We do this a lot. Historically a segment of Christendom assured us that drinking alcohol and dancing were works of the devil even though Jesus turned water to wine and David danced before the Lord as a function of worship. Made-up rules. Most are pretty sure that smoking is a violation of Scripture although 1) finding that Scripture is unlikely and 2) if you do, I don't think you can use it to support your contention. If you understand it to mean what you're claiming it means, then it has all sorts of implications you're not willing to embrace. We do this a lot. Like Eve. "God has said, 'You shall not eat from it or touch it, or you will die.'" (Gen 3:3) No He didn't, Eve. He said nothing about touching it. You made that up. And we love to follow her in that ... like Adam did in eating the fruit (Gen 3:6). That didn't end well.
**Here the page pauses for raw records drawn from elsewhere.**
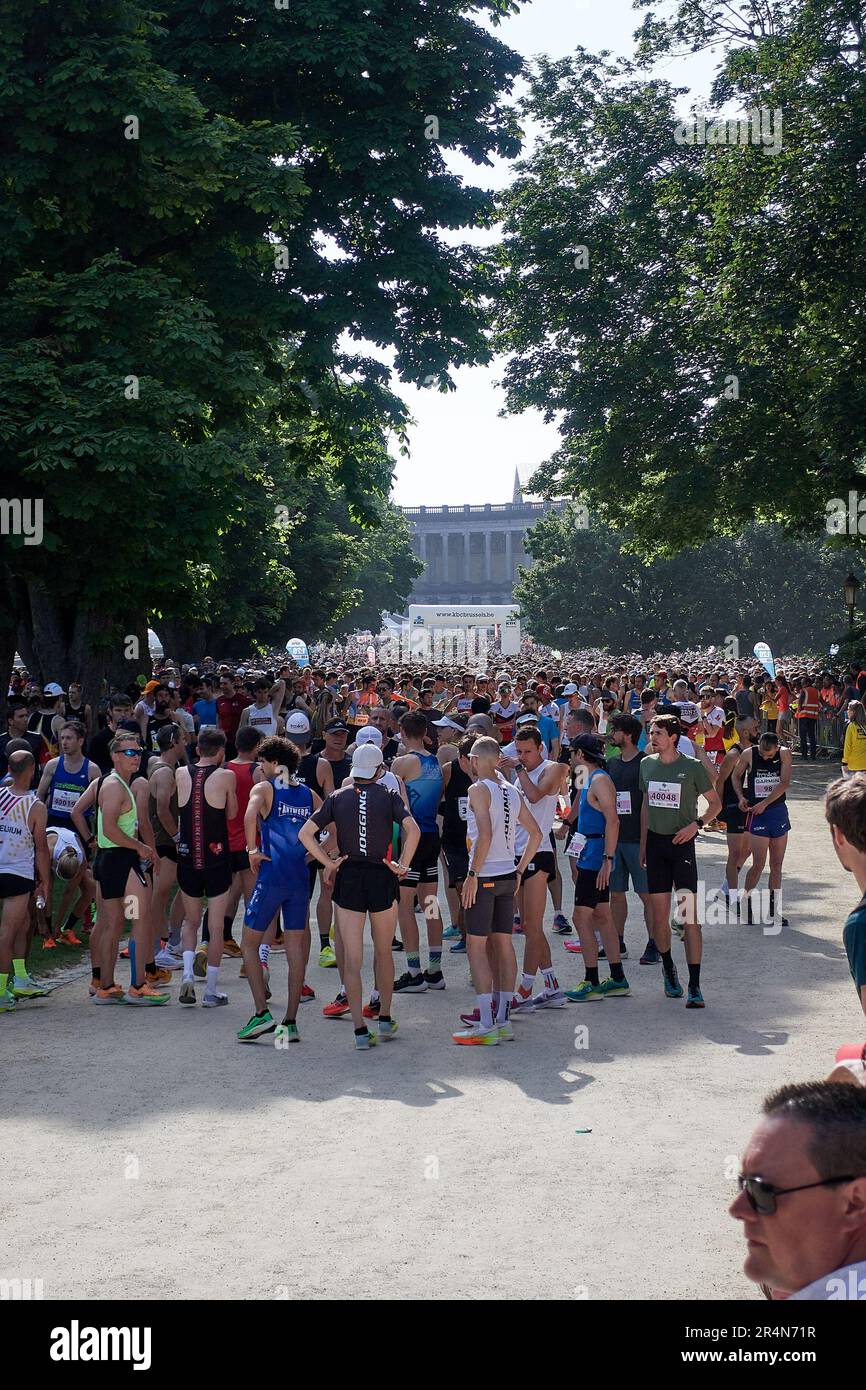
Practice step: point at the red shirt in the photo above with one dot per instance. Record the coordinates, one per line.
(228, 713)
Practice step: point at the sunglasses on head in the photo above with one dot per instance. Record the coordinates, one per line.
(762, 1196)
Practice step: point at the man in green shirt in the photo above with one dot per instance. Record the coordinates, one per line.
(669, 826)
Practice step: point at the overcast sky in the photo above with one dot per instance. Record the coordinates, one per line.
(460, 449)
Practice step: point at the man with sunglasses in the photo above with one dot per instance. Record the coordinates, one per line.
(802, 1193)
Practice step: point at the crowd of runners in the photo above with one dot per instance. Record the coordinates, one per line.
(345, 791)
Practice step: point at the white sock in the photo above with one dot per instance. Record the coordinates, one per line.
(485, 1009)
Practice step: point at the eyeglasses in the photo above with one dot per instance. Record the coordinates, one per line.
(762, 1196)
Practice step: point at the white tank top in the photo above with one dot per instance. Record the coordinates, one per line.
(541, 811)
(263, 719)
(66, 840)
(505, 809)
(17, 852)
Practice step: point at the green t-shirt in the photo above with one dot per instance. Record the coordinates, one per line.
(672, 791)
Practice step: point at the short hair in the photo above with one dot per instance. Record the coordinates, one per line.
(67, 862)
(210, 740)
(669, 723)
(248, 738)
(526, 736)
(167, 737)
(281, 751)
(627, 724)
(836, 1114)
(845, 808)
(485, 747)
(413, 724)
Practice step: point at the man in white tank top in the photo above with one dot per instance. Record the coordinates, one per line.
(540, 781)
(24, 869)
(494, 812)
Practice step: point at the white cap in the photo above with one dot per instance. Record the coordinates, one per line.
(298, 726)
(366, 761)
(369, 734)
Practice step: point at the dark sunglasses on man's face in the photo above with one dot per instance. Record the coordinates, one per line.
(762, 1196)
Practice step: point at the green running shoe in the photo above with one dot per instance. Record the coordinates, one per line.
(257, 1025)
(672, 984)
(285, 1033)
(585, 991)
(615, 988)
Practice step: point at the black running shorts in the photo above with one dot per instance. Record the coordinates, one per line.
(360, 887)
(670, 866)
(111, 869)
(424, 866)
(494, 906)
(205, 883)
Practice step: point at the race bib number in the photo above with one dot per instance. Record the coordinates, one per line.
(765, 786)
(665, 794)
(64, 799)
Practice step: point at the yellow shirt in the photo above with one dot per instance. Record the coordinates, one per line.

How careful are we with our "rules"? Are they biblical or man-made. Man-made isn't always bad, but it certainly doesn't rise to the level of "Thus says the Lord." How many of our demands are manufactured and how many come from God? More importantly, do we know the difference? Should we really be in the business of making stuff up when we seem to have enough instructions from God that we're happily ignoring? I'm just wondering out loud here.

5 comments:

Craig said...

I agree with your premise that none of those rules are Biblical. However, I don't know that I have a problem with a church deciding that they choose to have these additional rules, as long as they are upfront about where those rules are coming from. People can choose to attend or not.

Stan said...

As long as 1) those rules aren't presented as constituting sin or something serious like that or 2) those rules don't violate Scripture.

Stan said...

A church that says, "We're only going to use the King James Bible here" without saying further "because it's the only inspired version" is just as fine as any church that says, "We use this other perfectly suitable Bible version here."

Craig said...

Stan,

I agree. If church members want to live according to a more restrictive standard than what's Biblical, I don't have a problem with that choice. As long as it's presented as as extra Biblical and not sinful.

David said...

Kind of like the guy that has a rule that he won't play ping pong. He doesn't impose it in others because it is a personal temptation to shirk his responsibilities, not because ping pong is sinful.